We honestly were not expecting systemic racism to be a concern on cable nature documentaries, but here we are.

I think it can be agreed upon that when it comes to racism and sexism we all know who the real victims of this intolerance are – the sharks. If you were unaware of this victim class then you owe it to yourself on behalf of your community to learn of this societal scourge in order to work on eradicating the limitations this bigotry leads to in our modern world.


The Washington Post is on the case of alerting us to how The Discovery Channel’s annual event “Shark Week” has fostered this biased intolerance. Based on a thorough study of past viewings the hateful reality has come to light. One biology professor, Lisa Whitenack, notes that while growing up she would watch “Shark Week” with rapt attention, yet the all-male representation was a problem.

When the scientists appeared on her TV screen, she rarely saw any women she could look up to. “Why would I know I could do that?” Whitenack said. “I don’t come from a family of scientists. I didn’t see very many people that looked like me on television.”

This is presented as a problem in that it discouraged youths such as Lisa had been from entering the field of shark study. Except…Whitenack is in fact in the field of studying sharks. She is also in the field of studying past episodes. During the 2020 pandemic shutdown, Professor Whitenack launched a study, looking into the composition of the on-air experts featured on the shows.

One of the painful results that came out of the data collected: There were too many white authorities on the programming and – we have to assume this is also a dire issue – too many of them had a similar name. 

The programming featured more White experts and commentators named “Mike” than women, said David Shiffman, a conservationist at Arizona State University who was a co-author of the study


I need to ask at this point which reality here is considered to be a disqualifying factor: Is it that Whitenack chose this conservationist for her study, or that he did not recuse himself from the study, given that Shiffman is decidedly white himself? If white males are deemed as a problematic entity then this study would be entirely compromised by his inclusion, we need to assume.

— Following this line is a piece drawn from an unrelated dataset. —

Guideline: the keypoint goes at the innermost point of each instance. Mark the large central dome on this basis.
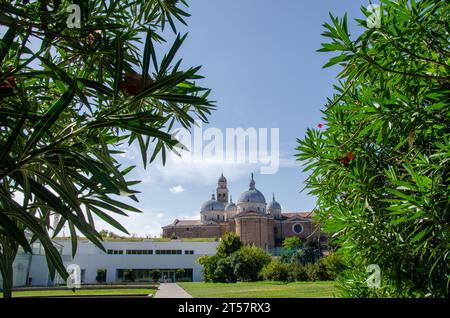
(252, 195)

Another researcher was tabbed for this article, Carlee Bohannon, a marine biologist and co-founder of Minorities in Shark Sciences. Their message is rather clear; this monochromatic and mononymous tendency of “Shark Week” prevents inclusion in their field of study.

Whitenack and Bohannon agreed that the biggest concern was with the program’s lack of diversity and how that might shape young scientists’ perceptions of marine biology and whether they could enter the field.

This is a field, mind you, that both ladies found their way to join. Additionally, we are told that another study reveals data that is, shall we say, somewhat contradictory to their claims.

According to a separate diversity study co-written by Shiffman, more than half of the members of the American Elasmobranch Society, an academic group supporting the study of sharks and other fish, are women.


This is becoming more of a case of molding their findings to suit their hypothesis. There are roadblocks for females in a field of study that is dominated by females, according to two female experts cited. All the while, it is based not upon systemic sexism or racism but on a television production that relies more upon ratings than educational diversity.

At the end of it all, there is one thing that stands out in the lengthy analysis concerning what is wrong with marine biology and research into this species: Nobody is talking about sharks at all, which strikes me as a real case of discrimination.